Share this article: Facebooktwitterredditpinterestlinkedinmail

31 May 2022

Ruby Acquah and Mattia Di Ubaldo are Fellows of the UK Trade Policy Observatory and Research Fellows in Economics at the University of Sussex Business School

Tensions over the Northern Ireland Protocol (NIP) have intensified as the UK Government (henceforth HMG) announced plans to introduce legislation that would enable it to disapply parts of the Protocol.  The UK has often demanded the re-negotiation of the NIP due to its economic costs, and a too strict application by the EU. Recently, Assembly elections in Northern Ireland escalated the urgency of resolving the issue, as the Democratic Unionist Party (DUP) is currently refusing, as part of its protest against the NIP, to participate in the power-sharing executive.

Given the foregoing, we have examined trade data to shed light on three key issues:

  • Where do Northern Ireland’s imports come from?
  • Is Northern Irish trade skewed towards ‘checks intensive’ products?
  • What is the current trend in Northern Ireland’s imports?

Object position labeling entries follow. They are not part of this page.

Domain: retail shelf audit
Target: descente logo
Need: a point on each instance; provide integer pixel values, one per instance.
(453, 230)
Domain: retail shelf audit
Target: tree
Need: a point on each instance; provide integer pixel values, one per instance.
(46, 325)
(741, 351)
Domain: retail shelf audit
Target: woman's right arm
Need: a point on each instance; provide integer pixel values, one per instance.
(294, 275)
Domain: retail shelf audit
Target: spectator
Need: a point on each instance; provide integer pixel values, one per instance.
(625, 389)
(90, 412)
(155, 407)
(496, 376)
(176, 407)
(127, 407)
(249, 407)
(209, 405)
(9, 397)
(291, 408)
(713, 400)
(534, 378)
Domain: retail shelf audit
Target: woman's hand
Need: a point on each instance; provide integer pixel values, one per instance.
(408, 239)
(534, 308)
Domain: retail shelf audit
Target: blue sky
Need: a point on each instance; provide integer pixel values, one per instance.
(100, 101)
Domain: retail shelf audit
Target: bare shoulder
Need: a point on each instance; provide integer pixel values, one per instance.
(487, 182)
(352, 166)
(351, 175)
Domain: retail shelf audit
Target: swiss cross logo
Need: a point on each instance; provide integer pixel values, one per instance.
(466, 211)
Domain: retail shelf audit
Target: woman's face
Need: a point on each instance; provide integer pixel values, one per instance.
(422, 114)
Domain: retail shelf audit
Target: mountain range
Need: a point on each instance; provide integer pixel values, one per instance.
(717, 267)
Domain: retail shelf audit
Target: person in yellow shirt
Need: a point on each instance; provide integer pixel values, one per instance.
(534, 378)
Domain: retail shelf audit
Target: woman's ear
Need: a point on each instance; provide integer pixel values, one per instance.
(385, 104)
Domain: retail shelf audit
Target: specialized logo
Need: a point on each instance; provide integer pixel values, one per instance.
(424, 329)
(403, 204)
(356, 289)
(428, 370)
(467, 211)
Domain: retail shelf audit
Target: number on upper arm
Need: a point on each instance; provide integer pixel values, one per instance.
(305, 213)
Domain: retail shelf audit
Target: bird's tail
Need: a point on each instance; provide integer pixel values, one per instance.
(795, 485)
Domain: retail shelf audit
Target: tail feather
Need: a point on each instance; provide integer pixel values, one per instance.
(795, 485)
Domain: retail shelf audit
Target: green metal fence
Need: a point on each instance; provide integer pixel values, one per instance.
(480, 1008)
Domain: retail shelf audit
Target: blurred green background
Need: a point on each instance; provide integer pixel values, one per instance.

We conclude that with 60% of Northern Ireland’s (NI) imports coming from Great Britain (GB), the importance of East-West trade is undisputable.  The barriers created by the NIP that affect trade from GB into NI were always bound to result in shipping delays and higher costs to trade. In this context, the increase in NI imports from the Republic of Ireland (RoI) in 2021 could suggest that some firms in NI have started to find alternative suppliers. However, whether the NIP creates ‘serious economic difficulties’ that are ‘likely to persist’, or a ‘diversion of trade’ (the grounds to invoke Art. 16 of the NIP) is yet to be determined.


The policy context

To avoid a border on the island of Ireland whilst at the same time protecting the integrity of the EU Single Market, the NIP placed a custom and regulatory border between NI and GB. Products moving from GB to NI must be shown to comply with EU standards which, especially in the agri-food sector, implies a list of documentary, identity, and physical checks. These new procedures have resulted in increased paperwork for firms, likely higher costs to move products into NI (due to agents’ and hauliers’ fees, and increased staff time), and longer shipping times.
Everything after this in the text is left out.